On October 11, 2016, the finance ministers and central bank governors of the Group of 7 (G-7) countries announced the publication of the Fundamental Elements of Cybersecurity for the Financial Sector, a non-binding guidance document for financial sector entities.  The publication  describes eight fundamental “elements” of effective cybersecurity risk management to guide public and private sector entities in designing cyber security programs based on their specific risk profile and culture.  The goal of the G-7 is to provide a common framework for the financial sector to develop security programs that will “help bolster the overall cybersecurity and resiliency of the international financial system.”

The eight elements describe the core components of a comprehensive cybersecurity program, while leaving the strategic and operational details to each entity.  The publication is not intended to serve as a binding, one-size-fits-all set of requirements; rather, it describes high-level programmatic “building blocks” that each entity can customize to its own security strategy and operating structure.  Each entity should tailor its application of the elements based on an evaluation of its “operational and threat landscape, role in the sector, and legal and regulatory requirements,” and be informed by its specific “approach to risk-management and culture.”

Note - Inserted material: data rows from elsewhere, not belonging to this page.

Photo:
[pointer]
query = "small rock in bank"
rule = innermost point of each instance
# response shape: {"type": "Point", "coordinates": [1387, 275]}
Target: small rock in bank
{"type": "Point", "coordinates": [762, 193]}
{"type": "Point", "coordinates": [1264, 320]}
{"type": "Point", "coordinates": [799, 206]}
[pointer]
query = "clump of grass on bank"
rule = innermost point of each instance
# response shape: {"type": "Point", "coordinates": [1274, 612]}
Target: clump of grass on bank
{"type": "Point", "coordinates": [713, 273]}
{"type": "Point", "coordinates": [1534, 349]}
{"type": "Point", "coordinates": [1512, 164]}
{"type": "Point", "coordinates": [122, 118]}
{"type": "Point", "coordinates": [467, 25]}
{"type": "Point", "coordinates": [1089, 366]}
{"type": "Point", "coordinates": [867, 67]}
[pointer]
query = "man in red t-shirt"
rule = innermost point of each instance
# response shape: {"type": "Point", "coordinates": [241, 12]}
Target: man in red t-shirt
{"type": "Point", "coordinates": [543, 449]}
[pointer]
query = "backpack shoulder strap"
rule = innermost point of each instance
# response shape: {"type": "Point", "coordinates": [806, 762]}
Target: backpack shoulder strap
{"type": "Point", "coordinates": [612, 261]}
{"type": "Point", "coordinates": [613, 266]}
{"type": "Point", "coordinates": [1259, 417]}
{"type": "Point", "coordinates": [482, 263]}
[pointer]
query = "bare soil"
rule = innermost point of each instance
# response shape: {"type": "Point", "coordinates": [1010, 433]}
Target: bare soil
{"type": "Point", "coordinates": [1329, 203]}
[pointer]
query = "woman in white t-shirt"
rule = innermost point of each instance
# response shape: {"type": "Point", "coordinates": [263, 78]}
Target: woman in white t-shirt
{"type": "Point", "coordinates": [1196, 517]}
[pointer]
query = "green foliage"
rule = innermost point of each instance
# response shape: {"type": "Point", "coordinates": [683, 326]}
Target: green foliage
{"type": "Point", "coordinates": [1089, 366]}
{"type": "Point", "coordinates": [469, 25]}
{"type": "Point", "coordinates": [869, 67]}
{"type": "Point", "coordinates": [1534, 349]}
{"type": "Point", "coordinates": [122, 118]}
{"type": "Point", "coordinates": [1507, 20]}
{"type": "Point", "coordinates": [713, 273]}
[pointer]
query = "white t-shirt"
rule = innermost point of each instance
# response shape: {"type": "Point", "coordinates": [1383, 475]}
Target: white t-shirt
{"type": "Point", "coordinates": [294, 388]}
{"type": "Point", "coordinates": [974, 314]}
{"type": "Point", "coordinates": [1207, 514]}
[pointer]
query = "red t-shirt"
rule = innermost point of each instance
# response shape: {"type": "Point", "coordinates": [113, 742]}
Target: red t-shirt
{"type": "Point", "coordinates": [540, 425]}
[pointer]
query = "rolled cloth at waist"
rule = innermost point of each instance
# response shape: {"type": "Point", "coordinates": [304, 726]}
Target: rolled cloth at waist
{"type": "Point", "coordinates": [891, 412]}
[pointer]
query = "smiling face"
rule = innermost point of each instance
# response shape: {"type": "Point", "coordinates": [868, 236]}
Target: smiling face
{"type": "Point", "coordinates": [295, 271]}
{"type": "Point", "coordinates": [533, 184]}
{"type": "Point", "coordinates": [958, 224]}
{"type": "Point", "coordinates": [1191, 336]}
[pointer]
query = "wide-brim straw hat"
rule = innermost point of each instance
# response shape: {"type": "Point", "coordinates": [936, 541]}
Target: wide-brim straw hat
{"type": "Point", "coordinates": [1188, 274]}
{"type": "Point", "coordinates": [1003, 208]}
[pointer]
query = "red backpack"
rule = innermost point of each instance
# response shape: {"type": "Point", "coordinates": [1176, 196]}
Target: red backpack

A summary of the actions that entities can take for each of the eight elements is provided below.

 

  • Cybersecurity Strategy and Framework: Entities should establish and maintain a cybersecurity strategy and framework that is—
    • Tailored to the “nature, size, complexity, risk profile, and culture” of the specific entity; and
    • Informed by international, national, and industry standards and guidance.

 

  • Governance: Effective governance structures for cybersecurity strategy and framework consist of—
    • Defining the roles and facilitating the responsibilities of personnel responsible for the cybersecurity strategy and framework;
    • Providing relevant personnel with the appropriate authority to accomplish their job functions;
    • Allocating adequate resources to the program;
    • Establishing the cyber risk tolerance for the entity; and
    • Ensuring proper oversight of related cybersecurity programs.

 

  • Risk and Control Assessment: Adequate risk management and risk assessment, while based on the entity’s particular risk tolerance, should include—
    • Identifying cyber risks associated with key entity functions, activities, products, and services—including interconnections, dependencies, and third party risks;
    • Prioritizing the identified functions and activities by relative importance and potential impact of risk; and
    • Implementing controls, including systems, policies, procedures and training, to avoid and mitigate identified cyber risks.

 

  • Monitoring: Establish monitoring and regular assessment programs that—
    • Are designed to detect cyber incidents rapidly;
    • Include “network monitoring, testing, audits, and exercises” to evaluate effectiveness of controls;
    • Can be used to enhance or remediate controls as necessary; and
    • Are conducted by personnel independent from the function that manages and implements the cybersecurity program.

 

  • Response: An incident response plan should provide clear guidance and be designed to allow an entity to complete the following crucial functions—
    • Assess the nature, scope, and impact of a cyber incident;
    • Contain and mitigate the incident;
    • Notify relevant stakeholders; and
    • Coordinate any necessary joint response with other entities.

 

  • Recovery: Entities should establish recovery plans to “resume operations responsibly, while allowing for continued remediation” by—
    • Eradicating harmful remnants of the incident from systems;
    • Restoring systems and data to normal;
    • Identifying and mitigating all exploited vulnerabilities;
    • Remediating vulnerabilities to prevent similar incidents; and
    • Communicating appropriately, both internally and externally.

 

  • Information Sharing: Entities should consider sharing information promptly after an incident to deepen collective sector-wide understanding of exploits and mitigate the risk of potential broader disruption of the financial system.  Information sharing should—
    • Be timely, reliable, actionable and technical;
    • Identify threat indicators, vulnerabilities, and methodologies used in exploits; and
    • Be directed at assisting financial sector stakeholders, as well as non-financial sector public and private entities, in enhancing defenses, limiting damage, increasing situational awareness, and broadening learning.
    • The guidance also asks entities to identify and address any impediments to or concerns with information sharing.

 

  • Continuous Learning:  An entity should periodically (or as needed) review and update its cybersecurity strategy and framework.  Updates should—
    • Address changes in risk, such as emerging vulnerabilities and changes in financial sector products, services, or technical developments; and
    • Incorporate lessons learned from recent cyber incidents.